No Sh#t......... (must be what I'm doing wrong):whistling2: Thats why you install before they install.

this is Called a "rough inspection" around here. If any insulation is installed before this inspection......... The insulators will have to do it twice.. three times, counting ripping it out.

Now has anyone else had this problem:

Inspector requireing derating? (mainly the blown in foam insulation)?
Beware, Itr's comming! 10s for your 20A ckt etc....

Had any problems with your phone/cable wires MELTING due to the HIGH heat of that stuff setting up?
Watch for that too.


----------



## TxElectrician (May 19, 2008)

Have only done a few of these and used an electric chain saw, never have tried a hot knife.


----------



## threewire (Jan 28, 2008)

You might want to find out if your state or county has adopted the 2008 code yet.


----------



## Xknob&Tube (Jul 30, 2008)

TxElectrician said:


> Have only done a few of these and used an electric chain saw, never have tried a hot knife.
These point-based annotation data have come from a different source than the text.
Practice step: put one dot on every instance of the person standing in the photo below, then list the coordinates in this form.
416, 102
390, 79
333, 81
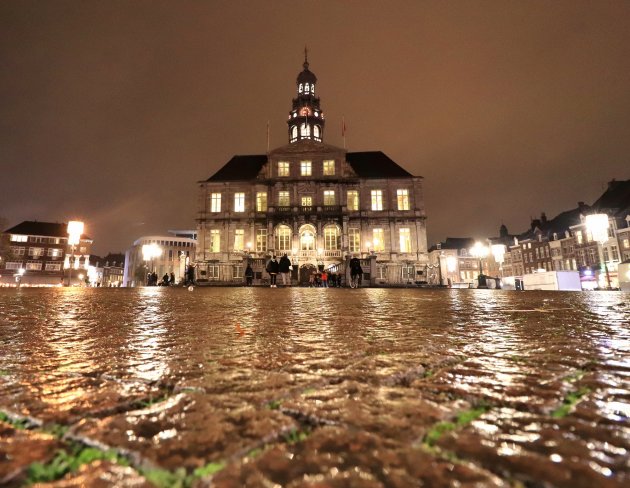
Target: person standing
249, 275
272, 268
355, 272
284, 266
I never considered that. Probably a little messy but a narrow cut & fast which is nice. The fumes are pretty bad with the hot knife. I'll give it a try, thanks!:thumbup:


----------



## Skyline Electric (Jul 30, 2008)

How do you mount boxes in that stuff?


----------



## TxElectrician (May 19, 2008)

we secure toggle bolts thru the back of the box to be embedded in concrete once it's poured, and use spray foam to hold the box in place. Have seen other contractors in the area just use the spray foam and it appears to work, I am just not sure how long it will last.


----------



## Xknob&Tube (Jul 30, 2008)

TxElectrician said:


> we secure toggle bolts thru the back of the box to be embedded in concrete once it's poured, and use spray foam to hold the box in place. Have seen other contractors in the area just use the spray foam and it appears to work, I am just not sure how long it will last.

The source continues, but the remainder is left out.